The burning at the back of my throat was intensifying, and I was beginning to realize the futility of attempting to resist this girl. But taking her at school seemed like more and more of an impossibility -- so if I could survive one hour without slaughtering her and every human around us, could I survive two? Her house, I knew, would be empty when she went home -- Police Chief Swan was a prominent fixture in Forks, and everyone knew that he worked a full day. His house was not unfamiliar to me, nor was any house in town; it had no close neighbours and was fringed by thick woods. Provided that she had any time to scream at all once she realized her fate, there would be absolutely no one around to hear it.
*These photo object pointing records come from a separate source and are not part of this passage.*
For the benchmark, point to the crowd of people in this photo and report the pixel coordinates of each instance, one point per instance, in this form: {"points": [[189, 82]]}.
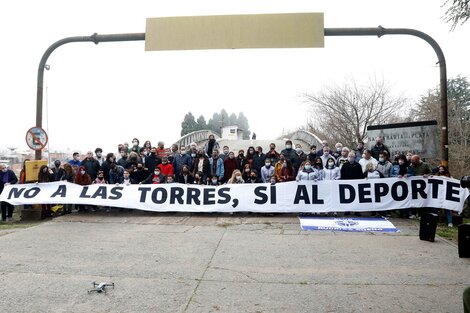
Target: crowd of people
{"points": [[212, 165]]}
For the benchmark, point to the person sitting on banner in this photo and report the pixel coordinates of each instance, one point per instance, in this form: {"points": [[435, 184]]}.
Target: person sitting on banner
{"points": [[7, 177], [331, 171], [185, 176], [236, 178], [308, 172]]}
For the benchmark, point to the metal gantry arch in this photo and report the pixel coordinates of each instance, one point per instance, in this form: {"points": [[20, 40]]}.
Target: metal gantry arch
{"points": [[377, 31]]}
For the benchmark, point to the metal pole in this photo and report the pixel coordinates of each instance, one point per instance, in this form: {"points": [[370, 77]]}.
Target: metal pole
{"points": [[95, 38], [379, 32]]}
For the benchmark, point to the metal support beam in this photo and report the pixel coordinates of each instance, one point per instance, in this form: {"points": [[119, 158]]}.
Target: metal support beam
{"points": [[95, 38], [378, 31], [381, 31]]}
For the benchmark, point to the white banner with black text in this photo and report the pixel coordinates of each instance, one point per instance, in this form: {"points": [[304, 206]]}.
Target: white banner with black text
{"points": [[304, 196]]}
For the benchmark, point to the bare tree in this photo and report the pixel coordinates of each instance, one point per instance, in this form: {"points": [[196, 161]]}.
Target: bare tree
{"points": [[458, 12], [345, 111]]}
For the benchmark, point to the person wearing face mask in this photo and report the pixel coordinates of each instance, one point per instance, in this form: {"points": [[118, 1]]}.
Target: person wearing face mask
{"points": [[225, 152], [301, 157], [155, 178], [331, 171], [83, 179], [7, 177], [201, 164], [127, 179], [351, 169], [185, 176], [236, 178], [267, 171], [140, 173], [75, 159], [253, 178], [216, 165], [258, 159], [273, 154], [152, 161], [359, 150], [399, 168], [135, 145], [58, 171], [278, 166], [289, 152], [214, 181], [124, 155], [106, 166], [230, 164], [343, 158], [99, 156], [165, 167], [419, 167], [242, 161], [308, 172], [210, 145], [366, 159], [180, 159], [116, 173], [326, 156], [91, 165], [287, 172], [313, 154], [378, 148], [384, 166]]}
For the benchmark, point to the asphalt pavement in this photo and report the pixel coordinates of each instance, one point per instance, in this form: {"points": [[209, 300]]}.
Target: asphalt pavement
{"points": [[175, 262]]}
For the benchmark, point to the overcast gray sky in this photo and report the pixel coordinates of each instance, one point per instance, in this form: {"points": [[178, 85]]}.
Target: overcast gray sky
{"points": [[107, 94]]}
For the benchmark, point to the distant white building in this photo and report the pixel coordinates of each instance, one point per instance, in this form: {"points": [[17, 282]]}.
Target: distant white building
{"points": [[232, 133]]}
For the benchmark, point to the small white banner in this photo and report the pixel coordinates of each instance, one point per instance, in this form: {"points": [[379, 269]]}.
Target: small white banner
{"points": [[348, 224], [308, 196]]}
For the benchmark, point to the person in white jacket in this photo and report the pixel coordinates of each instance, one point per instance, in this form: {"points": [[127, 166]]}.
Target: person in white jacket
{"points": [[331, 171], [308, 172]]}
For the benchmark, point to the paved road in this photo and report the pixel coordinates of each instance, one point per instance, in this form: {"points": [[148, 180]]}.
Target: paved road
{"points": [[224, 263]]}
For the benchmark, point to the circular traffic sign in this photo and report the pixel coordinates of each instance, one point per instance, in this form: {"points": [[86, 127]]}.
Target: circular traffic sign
{"points": [[36, 138]]}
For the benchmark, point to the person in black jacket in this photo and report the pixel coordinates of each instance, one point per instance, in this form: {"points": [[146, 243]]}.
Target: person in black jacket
{"points": [[351, 169], [7, 177]]}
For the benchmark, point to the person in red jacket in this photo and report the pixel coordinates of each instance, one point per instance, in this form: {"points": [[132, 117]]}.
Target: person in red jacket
{"points": [[165, 167]]}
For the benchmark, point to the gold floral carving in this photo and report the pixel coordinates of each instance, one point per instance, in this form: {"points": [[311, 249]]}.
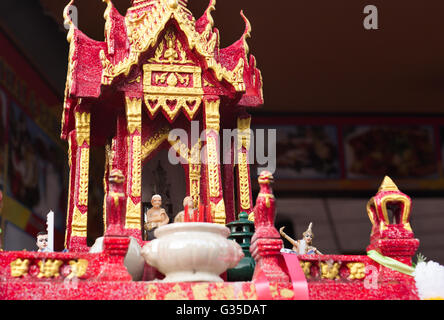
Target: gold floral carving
{"points": [[135, 144], [78, 268], [212, 115], [244, 182], [154, 142], [267, 197], [144, 29], [133, 215], [83, 121], [213, 167], [134, 114], [170, 50], [357, 270], [189, 104], [49, 268], [329, 270], [195, 173], [306, 267], [79, 224], [19, 268], [243, 147], [84, 177], [158, 96], [193, 158], [218, 212]]}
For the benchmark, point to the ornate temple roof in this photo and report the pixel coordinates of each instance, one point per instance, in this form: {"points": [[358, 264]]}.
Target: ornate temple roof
{"points": [[94, 64]]}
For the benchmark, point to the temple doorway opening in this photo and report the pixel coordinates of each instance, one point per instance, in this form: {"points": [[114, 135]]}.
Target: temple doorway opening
{"points": [[161, 177]]}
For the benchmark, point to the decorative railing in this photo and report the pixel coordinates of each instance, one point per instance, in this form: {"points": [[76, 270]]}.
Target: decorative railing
{"points": [[42, 266], [336, 267]]}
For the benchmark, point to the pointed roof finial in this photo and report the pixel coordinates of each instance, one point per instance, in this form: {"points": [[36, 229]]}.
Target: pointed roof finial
{"points": [[388, 185], [309, 230]]}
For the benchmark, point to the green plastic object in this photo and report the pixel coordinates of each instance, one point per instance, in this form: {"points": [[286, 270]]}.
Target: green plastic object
{"points": [[242, 231]]}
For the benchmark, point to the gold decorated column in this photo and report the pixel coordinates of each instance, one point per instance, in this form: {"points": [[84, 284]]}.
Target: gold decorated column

Alone in her bedroom, Bella Swan -- unsuspecting, fragile, and perhaps innocent as she was -- would be mine. There would be no need to hurry through the experience there; no need to hastily drain her in an attempt to silence an entire room before or afterward. I could gather her hair in one hand, pull it to tilt her head in order to reveal the slender lines of her neck. I could revel in the sensation of her jugular pulsating beneath my lips, and I could pierce it with deceptively sharp teeth, prompting the delectable, fulfilling taste of her blood to consume me in its entirety.

The thought of what was to come was what got me through the hour. And as the bell rang, signalling the end of the class, I streaked quickly out of the classroom, my movements carelessly fast. No one noticed; no one had come to the realization that there was something odd about the way I moved, or that there was something not quite right with the way I'd reacted toward that loathsome girl in the classroom. And for the first time in decades, I realized, I'd learned something new in biology class: I'd been exposed to the anatomy of Edward Cullen.

As I broke out of the school and into the rain in a vain attempt to clear my head, I couldn't help but think that some vital part of my humanity was still lying in that classroom -- and whatever was left of me after Bella Swan had unknowingly dissected me was not very human at all.